Os processos acionados pelas palavras alinhadas e agrupadas em um diapasão coerente, são como uma canção que traz vida à alma, que a põe em movimento alegre e benfazejo e é capaz de erguer o ser humano, lhe demonstrar o quanto é possível se superar, se reinventar, enfrentar limitações, encontrar-se com a própria essência, com o próprio caminho e com uma nova maneira de caminhar.

Os livros e as suas histórias, levam lenitivo aos amantes, aos enamorados, aos que desejam quebrar o gelo de seus corações, aos que querem estabelecer elos, sinapses inteligentes, dar sentido à existência, gerar relacionamentos agregadores e enriquecedores.

Enredos ficcionais chegam a se imortalizar porque ensinam e continuam a orientar por séculos como viver melhor. Eles trazem em si grandes lições e ensinamentos, ao esclarecer mentes e corações. Trazem soluções, novas inspirações e perspectivas, receitas de resignação e de sabedoria, de modo a auxiliar na saída de problemas e impasses, de revolucionar conceitos, de dar norte à vida de um indivíduo, de um povoado, de uma nação e do mundo.

Embora a atividade da inspiração, do planejamento, da pesquisa, da elaboração de textos seja eminentemente solitária, e na maioria das vezes é individual e profunda, ela é voltada ao universo gregário humano. Visa estabelecer pontes, levar cura, esclarecimento, compreensão, acionar a reflexão, e sobretudo, oferecer direção, saídas e soluções.

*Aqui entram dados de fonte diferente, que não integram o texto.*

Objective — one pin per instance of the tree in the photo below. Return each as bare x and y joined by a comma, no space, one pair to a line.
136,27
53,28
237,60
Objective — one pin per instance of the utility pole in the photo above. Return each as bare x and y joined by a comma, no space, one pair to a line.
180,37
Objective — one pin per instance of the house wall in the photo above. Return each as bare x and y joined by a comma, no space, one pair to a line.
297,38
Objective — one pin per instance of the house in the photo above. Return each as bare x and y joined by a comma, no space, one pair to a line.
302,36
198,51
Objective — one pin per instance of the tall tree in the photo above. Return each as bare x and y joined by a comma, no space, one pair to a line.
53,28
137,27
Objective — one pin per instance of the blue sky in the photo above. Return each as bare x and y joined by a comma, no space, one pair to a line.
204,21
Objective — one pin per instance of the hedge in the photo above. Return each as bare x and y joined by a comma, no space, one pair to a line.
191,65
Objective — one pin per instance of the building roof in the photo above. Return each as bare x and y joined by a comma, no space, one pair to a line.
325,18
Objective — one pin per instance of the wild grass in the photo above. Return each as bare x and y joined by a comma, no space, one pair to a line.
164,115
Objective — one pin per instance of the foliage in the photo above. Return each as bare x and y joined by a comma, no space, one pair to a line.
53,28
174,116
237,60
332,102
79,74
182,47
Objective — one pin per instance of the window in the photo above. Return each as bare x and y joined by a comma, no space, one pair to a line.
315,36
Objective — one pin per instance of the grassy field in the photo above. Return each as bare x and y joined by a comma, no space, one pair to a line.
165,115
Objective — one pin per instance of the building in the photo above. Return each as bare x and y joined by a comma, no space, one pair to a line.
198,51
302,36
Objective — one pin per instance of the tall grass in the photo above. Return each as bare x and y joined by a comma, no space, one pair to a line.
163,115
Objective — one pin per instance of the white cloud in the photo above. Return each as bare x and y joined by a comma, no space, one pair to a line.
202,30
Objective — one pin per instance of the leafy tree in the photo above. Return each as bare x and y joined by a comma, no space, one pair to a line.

Quantas histórias não nos trouxeram lenitivo ou foram como luvas que cabem em nossas mãos, dadas as particularidades das narrativas que se assemelham à nossa vida cotidiana, aos impasses vivenciados, às comoções sentidas, às decisões que precisam ser tomadas, às diversas maneiras de enfrentar problemáticas?

E em que ocasiões precisávamos de uma perspectiva diferente da nossa, para abrir a nossa mente? Para que rumássemos a novos níveis de cognição e de aprendizado sem passar por experiências que poderiam desfigurar nossas emoções?

Textos imortalizados narram histórias que se encaixam nas diversas vivências humanas, oferecendo cenários e vertentes inéditas para nosso pequeno pensar.

Livros e textos assim, sempre nos evidenciaram grandes lições e trazem outras faces da verdade que ainda não havíamos alcançado, pelo ambiente restrito ao qual nos acostumamos. Por isso são capazes de nos tirar das nossas zonas de conforto, nos instigando a enfrentar as aflições ou incômodos que toda transformação impõe.

Muitos deles nos demonstram como encarar a vida sem endeusamentos, sem melindres, sem pena de si mesmo e sem entraves. A história do mundo também é a nossa história e com ela podemos aprender diariamente.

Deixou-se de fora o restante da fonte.